Pushing the Button. Sunday March 8, 2015

You cannot run away from a weakness; you must sometimes fight it out or perish. And if that be so, why not now, and where you stand? ~ Robert Louis Stevenson

Gratitude first: Thank You RLS for this clear call to action. And, high praise and gratitude to Helen Keller, Barbara Arrowsmith-Young, David Pelzer, Karla McLaren, Temple Grandin, Wilma Rudolph, and Nick Vujicic for being my teachers in how to fight it out with weaknesses.

It's been a year of daily fighting against a weakness for me.

It all began with a swift and catastrophic mistake due to hypomania. Specifically, success-triggered mania. A unique form of mania that I didn't understand I suffered from until this loss. I called this manic aspect of my self Icarus after the Greek mythic figure. He was the son of Daedalus the Inventor. You may know the story: Icarus flew too close to the sun with wings made of wax and feathers and crashed to his death in the ocean.

My research led me to Stephen Fry's BBC documentary The Secret Life of a Manic Depressive. As he interviewed people experiencing bipolar episodes he asked them if they could push a button and forever fix their mood swings, meaning they would forego ever feeling those crystalline highs again, and also never feel the devastating lows again either, would they push it? All except one person said "no."

What if Fry has posed that question to me? I thought long and carefully: no emotional flying, no severe crashes, no tedious recovery, ever again? I decided I would push that button.
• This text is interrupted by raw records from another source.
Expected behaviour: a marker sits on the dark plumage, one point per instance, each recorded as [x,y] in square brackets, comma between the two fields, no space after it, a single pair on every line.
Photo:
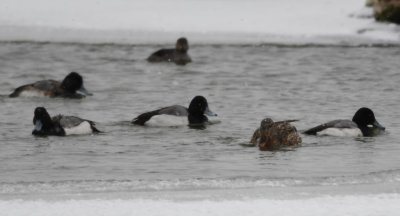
[70,87]
[363,121]
[275,135]
[195,113]
[60,125]
[178,55]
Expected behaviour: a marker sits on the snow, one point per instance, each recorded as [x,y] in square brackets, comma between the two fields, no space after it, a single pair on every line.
[150,21]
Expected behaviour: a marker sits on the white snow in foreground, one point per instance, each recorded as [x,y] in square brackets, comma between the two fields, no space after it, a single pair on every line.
[373,205]
[289,21]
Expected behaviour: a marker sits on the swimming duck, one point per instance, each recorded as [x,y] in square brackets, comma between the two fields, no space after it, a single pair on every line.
[178,55]
[275,135]
[362,124]
[60,125]
[177,115]
[70,87]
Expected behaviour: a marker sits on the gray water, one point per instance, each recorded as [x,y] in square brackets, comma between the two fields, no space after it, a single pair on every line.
[243,84]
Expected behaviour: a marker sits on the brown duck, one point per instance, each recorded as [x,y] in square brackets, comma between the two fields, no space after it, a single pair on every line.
[275,135]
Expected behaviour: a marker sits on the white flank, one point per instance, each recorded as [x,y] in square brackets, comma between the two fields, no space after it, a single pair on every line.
[341,132]
[167,121]
[32,93]
[83,128]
I lit a candle. I imagined a ceremony to bury Icarus on the beach on the Isle of Icarus. In attendance were a life coach, Daedalus, my recovery personalities, and several new traits to take his place. We each spoke of our love of Icarus and how we will miss him. We each laid a feather on his chest. I laid my feather last. I blew the candle out.

At the end of this ceremony, my image of Icarus, which had begun the ritual 'alive,' lay still and … dead. I had pushed the button. I cried real tears. I'm tearful now.

To Icarus: the highs were the greatest, but the repair of wreckages tedious and long and sad.

Rest in Peace.

John
A Moodscope member.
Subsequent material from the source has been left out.